Mike McSwain, chief financial officer at the 3A school district, said the water supplier’s plans will increase water pressure where it’s needed, including to fire suppression water sprinklers in newly constructed campuses
“We’re just allowing for system expansion for the good of the whole community,” McSwain said, adding the half-acre hilltop tower site is ideal for the tower. “It’s never going to be used, so it’s just a good location.”
The timing of the tower and expanded, widened pipeline network awaits a Texas Water Development Board loan, just like the desalination plant upgrade did, Tawater said.
The plant loan came through recently, and work has begun to expand the plant’s roughly 1 million gallon-a-day output to 2 million gallons a day.
In addition to scrubbing out the saline deposits, which are courtesy of the Salt Fork of the Brazos, the plant’s microfiltration network eliminates bacteria, algae and even bugs.
“It’s the only thing that’ll stop (salt) at the molecular level,” Tawater said, describing the two-stage reverse osmosis process that water from a 3.5 acre-foot retention pond behind the plant undergoes (an acre-foot of water is the amount that will cover one acre a foot deep, about 325,900 gallons).
The process also inserts minerals back into the flow, reversing a negative charge and boosting the pH level.
No fluoride is added. The supplier has no lead pipelines and is replacing the few copper lines remaining from its 1976 creation.
“It’s good,” Tawater said of the desalinated water’s taste. “It’s just pretty good water. This is our main water source.”
In addition to the plant, Parker County SUD buys up to 400,000 gallons a day under its contract with Mineral Wells, via Lake Palo Pinto.
Like its peers statewide, the supplier has undergone challenging times as its board of directors battles recurring drought and probes ways to increase supply to the growing community — and potentially lower what customers pay.
“That’s the end goal,” Tawater said, “is to lower water rates.”
The rural water carrier is one of 10 or so wholesale water producers in Parker County, which is one of 16 counties in the North Central Texas Regional Water Planning Area, or Region C.

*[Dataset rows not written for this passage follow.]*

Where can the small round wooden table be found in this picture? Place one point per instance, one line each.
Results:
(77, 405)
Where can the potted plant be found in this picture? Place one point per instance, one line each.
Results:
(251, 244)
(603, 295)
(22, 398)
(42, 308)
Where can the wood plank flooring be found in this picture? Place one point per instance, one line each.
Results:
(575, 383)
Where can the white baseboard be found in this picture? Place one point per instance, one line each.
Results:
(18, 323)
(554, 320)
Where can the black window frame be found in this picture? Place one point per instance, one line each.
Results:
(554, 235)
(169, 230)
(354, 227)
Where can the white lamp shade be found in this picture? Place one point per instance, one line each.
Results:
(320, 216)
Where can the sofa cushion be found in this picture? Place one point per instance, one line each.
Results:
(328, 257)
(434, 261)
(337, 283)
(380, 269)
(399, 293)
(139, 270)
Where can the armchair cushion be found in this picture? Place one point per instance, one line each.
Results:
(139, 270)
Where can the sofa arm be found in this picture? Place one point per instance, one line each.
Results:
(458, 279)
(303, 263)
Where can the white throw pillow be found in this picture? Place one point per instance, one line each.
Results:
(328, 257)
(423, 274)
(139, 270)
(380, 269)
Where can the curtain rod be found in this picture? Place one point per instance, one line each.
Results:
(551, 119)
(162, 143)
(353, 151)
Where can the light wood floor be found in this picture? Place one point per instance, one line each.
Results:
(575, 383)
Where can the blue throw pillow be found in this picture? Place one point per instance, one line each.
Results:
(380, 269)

The region published its 2021 update to the state’s 50-year Master Water Plan in July. Stretching to 2070, the plan identifies needs and supplies from all water sources. It also recommends strategies to meet current and long-range water needs.
The strategies recommended for Parker County SUD are water conservation by customers and expansion of the desalination plant.

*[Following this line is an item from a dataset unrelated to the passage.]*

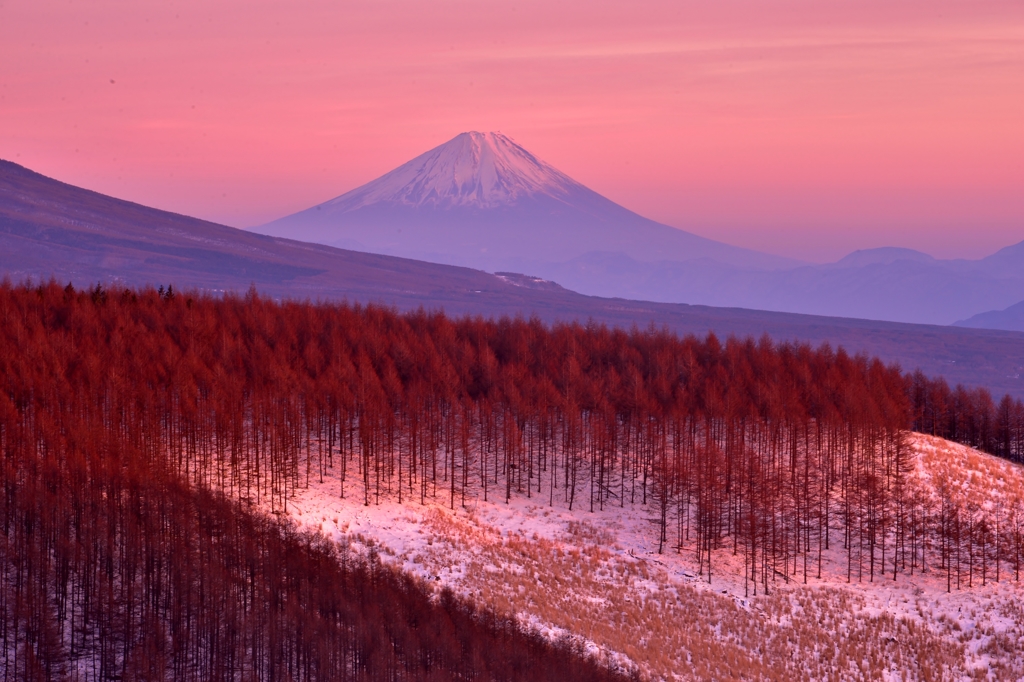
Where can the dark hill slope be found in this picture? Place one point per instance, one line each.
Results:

Desalination plants, designed to remove salt from a water source, are rarely built anywhere but a seacoast. The inland salt-removal plant is needed because of high salt content flowing downstream from the Salt Fork of the Brazos River. Tawater said there are similar facilities at Possum Kingdom Reservoir and in Granbury.

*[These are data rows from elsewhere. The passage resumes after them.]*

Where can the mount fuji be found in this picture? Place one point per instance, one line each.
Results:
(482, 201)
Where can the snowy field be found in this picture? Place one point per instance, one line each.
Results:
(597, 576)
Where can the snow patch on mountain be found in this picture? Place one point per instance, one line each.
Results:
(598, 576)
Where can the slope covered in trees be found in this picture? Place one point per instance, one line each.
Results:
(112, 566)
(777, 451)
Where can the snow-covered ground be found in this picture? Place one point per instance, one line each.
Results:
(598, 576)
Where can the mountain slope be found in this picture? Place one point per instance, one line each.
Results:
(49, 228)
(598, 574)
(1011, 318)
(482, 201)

He said the plant west of Dennis began treating the brackish (salty) river water in October 2013.
“It was built because, at the time, we were in a five-year drought,” he said, adding the district’s Mineral Wells water source was experiencing the same water supply jeopardy the rest of the state was facing. “And it was getting more and more scary.”
It’s not so scary anymore. But any water manager in growing Parker and Palo Pinto counties will confess to the challenge of meeting surging demand from new homes popping up.
Tawater’s governing board applied for state funds to expand their desalination plant three years ago. That’s a few seconds ago in state agency time, but an eternity for water suppliers.
Tawater said Texas Rep. Phil King, R-Weatherford, got the project off of high-center with a phone call.
King said from the Capitol this past week he’s learned that part of his job is to get things unstuck from some state agency’s bureaucracy.
“That was the situation in this case,” he told the Weatherford Democrat. “Over the years you just make relationships and learn who to call. Glad we were able to help keep things moving along on this. Whether the project proceeds should be determined on its merit, not on agency bureaucracy.”